By Neil McCormick
12 July 2014
The sound and the fury: the Ramones (From left: Johnny, Tommy and Joey)
Hey ho, they’re gone. The last of the original Ramones, Tommy Erdelyi, has died aged 62, finally bringing to an end the saga of one of the most loved bands in rock and roll history, New York’s original cartoon punks.
Masquerading as inbred cretin siblings, singer Joey Ramone, guitarist Johnny Ramone, bassist Dee Dee Ramone and drummer Tommy Ramone emerged from the CBGB’s scuzzy art rock scene in 1976 with a sonic blast that reverberated around the world. They boiled rock down to its very essence: three chords and a beat. It was so fantastically dumb it could only be a work of genius.
The Ramones are one of the few groups of whom it can be said that they changed everything. They certainly changed me. At 16, the Ramones self-titled debut was the first punk album I purchased. When they played in Dublin, I was down the front, thrashing about in the throng. I formed a band at school, and the first song we learned was Glad To See You Go, track one, side one of their second album, Ramones Leave Home.
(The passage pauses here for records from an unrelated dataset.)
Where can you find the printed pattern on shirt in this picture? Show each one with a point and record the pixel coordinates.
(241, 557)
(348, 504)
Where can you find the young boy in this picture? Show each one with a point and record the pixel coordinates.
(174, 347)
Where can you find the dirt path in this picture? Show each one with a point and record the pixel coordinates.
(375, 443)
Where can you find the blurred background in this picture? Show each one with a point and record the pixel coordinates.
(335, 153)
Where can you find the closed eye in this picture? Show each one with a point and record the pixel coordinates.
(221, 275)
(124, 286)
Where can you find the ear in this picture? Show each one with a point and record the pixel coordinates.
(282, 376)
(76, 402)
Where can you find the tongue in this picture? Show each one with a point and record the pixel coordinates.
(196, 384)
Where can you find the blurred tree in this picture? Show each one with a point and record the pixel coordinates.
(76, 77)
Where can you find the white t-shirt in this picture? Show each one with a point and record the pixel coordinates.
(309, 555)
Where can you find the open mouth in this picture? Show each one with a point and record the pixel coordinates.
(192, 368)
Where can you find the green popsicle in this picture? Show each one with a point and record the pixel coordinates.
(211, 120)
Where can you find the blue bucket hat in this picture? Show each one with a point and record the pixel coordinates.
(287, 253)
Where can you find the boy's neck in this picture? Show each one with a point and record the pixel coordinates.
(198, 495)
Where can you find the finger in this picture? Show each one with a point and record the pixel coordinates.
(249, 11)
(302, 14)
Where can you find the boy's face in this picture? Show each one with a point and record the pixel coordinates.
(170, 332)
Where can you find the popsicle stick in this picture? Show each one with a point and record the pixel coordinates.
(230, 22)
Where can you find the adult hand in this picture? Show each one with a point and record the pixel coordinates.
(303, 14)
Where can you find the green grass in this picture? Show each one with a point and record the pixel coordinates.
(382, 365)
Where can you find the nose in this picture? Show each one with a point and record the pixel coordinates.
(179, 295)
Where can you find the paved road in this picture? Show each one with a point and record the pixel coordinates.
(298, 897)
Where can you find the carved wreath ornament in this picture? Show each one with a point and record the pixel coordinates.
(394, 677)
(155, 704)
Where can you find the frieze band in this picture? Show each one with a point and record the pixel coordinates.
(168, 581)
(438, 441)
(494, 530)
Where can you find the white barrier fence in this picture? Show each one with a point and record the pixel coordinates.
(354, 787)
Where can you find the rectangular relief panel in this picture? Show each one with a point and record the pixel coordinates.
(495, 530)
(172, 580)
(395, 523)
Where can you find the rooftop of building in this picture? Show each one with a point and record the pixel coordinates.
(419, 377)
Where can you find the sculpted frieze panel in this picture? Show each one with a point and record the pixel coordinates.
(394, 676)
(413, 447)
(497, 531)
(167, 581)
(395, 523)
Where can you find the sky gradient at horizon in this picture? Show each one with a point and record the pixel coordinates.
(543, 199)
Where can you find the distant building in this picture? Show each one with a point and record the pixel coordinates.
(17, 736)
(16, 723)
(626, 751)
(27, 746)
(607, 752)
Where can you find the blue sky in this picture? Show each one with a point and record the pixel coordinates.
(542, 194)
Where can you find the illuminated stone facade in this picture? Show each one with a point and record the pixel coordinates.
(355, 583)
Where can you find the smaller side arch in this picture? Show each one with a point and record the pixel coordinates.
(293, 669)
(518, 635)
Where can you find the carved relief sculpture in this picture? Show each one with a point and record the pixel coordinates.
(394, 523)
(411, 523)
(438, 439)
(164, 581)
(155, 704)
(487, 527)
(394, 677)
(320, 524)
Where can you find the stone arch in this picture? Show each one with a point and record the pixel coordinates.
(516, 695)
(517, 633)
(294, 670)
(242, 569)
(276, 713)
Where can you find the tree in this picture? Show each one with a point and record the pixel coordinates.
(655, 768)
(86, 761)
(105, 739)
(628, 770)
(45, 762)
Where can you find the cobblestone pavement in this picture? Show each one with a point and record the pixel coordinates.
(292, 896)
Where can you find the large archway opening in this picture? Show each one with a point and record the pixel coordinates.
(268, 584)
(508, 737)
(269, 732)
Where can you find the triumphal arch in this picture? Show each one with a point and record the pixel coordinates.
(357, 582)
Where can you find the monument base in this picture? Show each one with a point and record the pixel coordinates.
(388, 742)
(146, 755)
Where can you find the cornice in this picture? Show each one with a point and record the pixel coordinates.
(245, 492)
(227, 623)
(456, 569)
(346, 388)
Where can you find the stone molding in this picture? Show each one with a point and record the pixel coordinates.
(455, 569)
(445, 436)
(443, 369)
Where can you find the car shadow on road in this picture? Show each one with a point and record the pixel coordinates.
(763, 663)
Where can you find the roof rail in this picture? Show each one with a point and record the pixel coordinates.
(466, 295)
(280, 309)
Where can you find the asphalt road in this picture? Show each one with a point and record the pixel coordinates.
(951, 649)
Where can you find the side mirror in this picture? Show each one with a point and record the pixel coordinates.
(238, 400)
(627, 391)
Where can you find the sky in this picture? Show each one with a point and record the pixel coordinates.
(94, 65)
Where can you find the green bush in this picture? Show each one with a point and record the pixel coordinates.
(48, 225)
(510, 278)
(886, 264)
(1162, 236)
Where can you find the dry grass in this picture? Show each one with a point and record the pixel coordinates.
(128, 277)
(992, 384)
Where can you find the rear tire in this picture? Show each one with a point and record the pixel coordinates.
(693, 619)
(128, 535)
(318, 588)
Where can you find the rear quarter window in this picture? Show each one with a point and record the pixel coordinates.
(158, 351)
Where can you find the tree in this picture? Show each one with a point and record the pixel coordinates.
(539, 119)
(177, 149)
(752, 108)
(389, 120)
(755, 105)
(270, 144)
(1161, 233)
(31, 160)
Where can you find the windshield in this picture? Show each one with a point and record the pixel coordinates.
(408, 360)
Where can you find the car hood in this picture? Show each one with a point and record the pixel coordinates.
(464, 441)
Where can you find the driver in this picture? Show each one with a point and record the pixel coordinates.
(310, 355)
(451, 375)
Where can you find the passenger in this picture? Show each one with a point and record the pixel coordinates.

When we felt we had mastered that, we learned the rest of side one, flipped the record over, and moved on to side two To be fair, the Ramones were ideal start up material for a young band: their chord progressions were simple and arrangements essentially boiled down to everyone playing the same notes at the same time as fast and loud as possible, yet the overall effect was fantastically dynamic. It was a style completely at odds with the prevailing Seventies trend of floridly attired, quasi-operatic, lead-soloing, progressive rock.
The Ramones had an image of iconic purity: long hair, black leather jackets, T-shirts, ripped jeans and sneakers. They blasted out short songs over a non-stop, tom-tom dominated beat with basic melodies and repetitive lyrics, an approach developed to overcome technical deficiencies. Many of their songs were indistinguishable from each other, a fact not helped by Joey’s peculiar enunciation, in which words were strung together by syllables alone, consonants jettisoned in the frenzy. They did, however, print lyric sheets, allowing scholars to study such gems as Now I Wanna Sniff Some Glue, which contains the following four lines repeated as many times as possible in two minutes flat: “Now I wanna sniff some glue / Now I wanna have something to do / All the kids wanna sniff some glue / All the kids want something to do.” Debate and discuss.
I loved it all and love it still: Blitzkreig Bop, Beat On The Brat, Sheena Is A Punk Rocker, Teenage Lobotomy, Today Your Love, Tomorrow The World, songs with ridiculous couplets like, “There’s no stoppin’ / The cretins from hoppin’.
For me, Joey’s gulping, weeping voice could break your heart even when he was singing about murder and mental illness. I heard symphonies of electric sound in the overloaded chainsaw buzz of Johnny’s guitar. I was so enraptured by the whole Ramones’ oeuvre that I never even questioned their comical self-mythologising, taking it on trust that they were, indeed, the inbred geek spawn of some mutant family from the industrial wastes of New Jersey. I was devastated when I learned that the Ramones were not actually related.
Critics had a more intellectual appreciation. Essays were written about their grasp of sonic dynamics; use of melodic guitar distortion and the conceptual simplicity of a three beat drum break. The Ramones were heralded as brilliant musical minimalists. They served as catalysts and inspiration for hundreds of emerging bands. Wide-eyed future members of The Sex Pistols and The Clash were at the Ramones’ first London gigs. You can still hear the echo of their sound in rehearsal rooms around the world. Every time rock starts getting bloated and needs to reset its dial, the spirit of the Ramones is invariably invoked.
And therein lay their strength and their weakness. When you have condensed something to its purest form, how do you improve upon it? The Ramones are one of those groups who should probably have broken up at the height of their powers, or better still, spontaneously combusted on stage. Tommy departed after Rocket To Russia in 1977 to follow a career in production, already cognisant that the group really had nowhere to go. The Ramones tried to develop but each additional chord change betrayed their fundamental raison d’être. Johnny’s guitar solos demonstrated what a limited player he really was. Lyrics got longer without getting any better. They tried light and poppy and big and heavy. They embraced the emerging hardcore scene, with bassist Dee Dee ranting tunelessly over thrash-metal. And eventually they reverted to what they knew best, becoming the Status Quo of punk. They never really achieved the commercial and financial success their influence warranted until one by one they shuffled off the stage. Joey died in 2001 aged 49, Dee Dee in 2002 aged 50, Johnny in 2004 aged 55. For a band who perfectly encapsulated the dumb essence of rock’s eternal youth, perhaps old age was never an option. Tommy, the first to leave, was the last to go.
“Hey Johhny, hey Dee Dee, Little Tom and Joey ." They were fast. They were loud. And all the songs sounded the same. Those of us who emerged from the blank generation may never experience rock this pure, this sweet and this ridiculous again.